If the New York Knicks are going to be considered a championship contender they must figure out whether Amar’e Stoudemire is still a superstar-caliber player or not.

As most people know, Stoudemire has had a history of knee injuries, dating back to his time with the Phoenix Suns. He’s already undergone micro-fracture surgery on both of his knees before turning 30 years old.

However, when Stoudemire agreed to five-year $99.7 million contract with the Knicks, he enjoyed one of the best seasons of his career in his first year, averaging 25.3 points, 9.1 rebounds and two blocks. In fact, he set a franchise record with nine straight 30-point games and then another franchise record shooting 50-percent or better from the field in nine straight games.

Stoudemire’s performance earned him being named a starter to the Eastern Conference All-Star Team, the first Knicks player to start in the game since Patrick Ewing. He responded with an Eastern-Conference team high 29 points, which tied him with Lebron James.

After the All-Star break, the Knicks acquired Carmelo Anthony from the Denver Nuggets in a blockbuster deal that sent his pick-and-roll point guard Raymond Felton to the Nuggets in return for Chauncey Billups, who’s known more for his ability to make 3-pointers in clutch moments.

The Knicks made the post season for the first time since 2004, but Stoudemire’s back began to give him problems in the playoffs and it resulted in the Knicks getting swept by the Boston Celtics 4-0 in the first round.

During the NBA lockout, Stoudemire spent his time rehabbing his back by doing various workouts. While the workouts helped Stoudemire’s posture and increased his height from 6’10’’ to 6’11’’, he also gained 20 pounds, weighing in at 260 pounds.
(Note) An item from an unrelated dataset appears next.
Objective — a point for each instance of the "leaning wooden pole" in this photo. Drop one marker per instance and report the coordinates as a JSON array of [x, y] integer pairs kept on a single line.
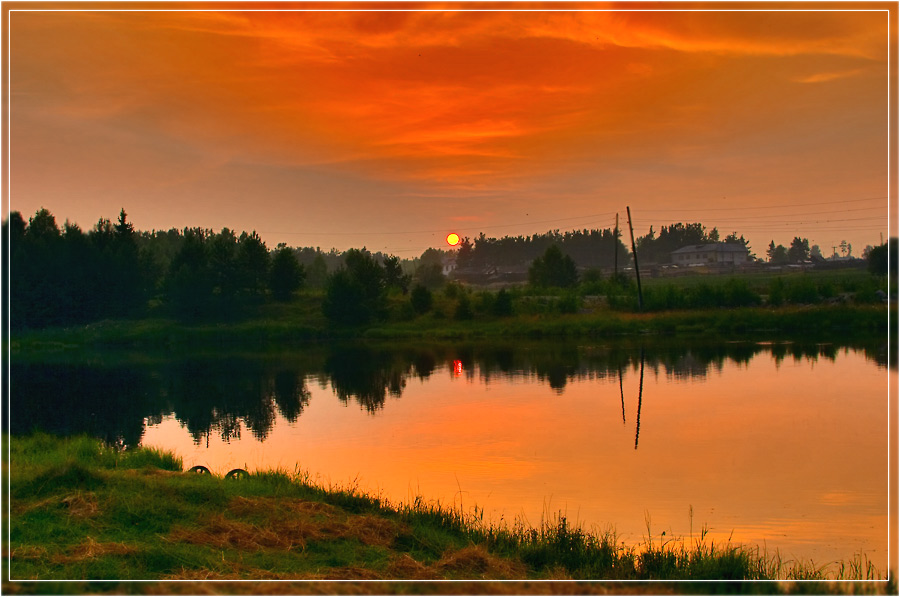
[[637, 428], [616, 250], [637, 271]]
When the lockout ended, the Knicks decided to amnesty Billups to bring in Tyson Chandler to help Stoudemire on the defensive end, but that’s when all of the problems started to occur. The Knicks went through Toney Douglas, Iman Shumpert, Mike Bibby, Jeremy Lin and Baron Davis at point guard.

The combination of poor point guard performance and the added weight caused Stoudemire to struggle with his explosiveness and efficiency and it led him to start a weight loss program where he lost 10 pounds in 10 days.

As a result, Stoudemire averaged 18 points per game, shooting 56-percent in the month of March.

Following his productive March, Stoudemire suffered a bulging disk in his back, forcing him to sit. He returned with just a few games remaining in the regular season and ended up averaging just 17.5 points, 7.8 rebounds and a block for the whole season.

In the postseason’s first round series against the Miami Heat, Stoudemire punched a fire extinguisher box following a loss and had to miss Game 3 due to the self-inflicted cut to his left hand that required stitches.

This summer Stoudemire worked with Hakeem Olajuwon to work on post moves, so he could use them instead of relying on just a jumper in isolation situations.

However, Stoudemire’s progress ended when he re-injured his surgically repaired left knee by rupturing a popliteal cyst behind the knee in an exhibition game. The surgery is expected to keep him out until at least late December.

Since Stoudemire’s surgery, the Knicks have are off to an Eastern Conference-best 18-5 record with Anthony moving to power forward and a different approach by attempting more 3-pointers.

Stoudemire’s health will always be a concern for the rest of his career, so it’s fair to wonder if he can still be considered a superstar.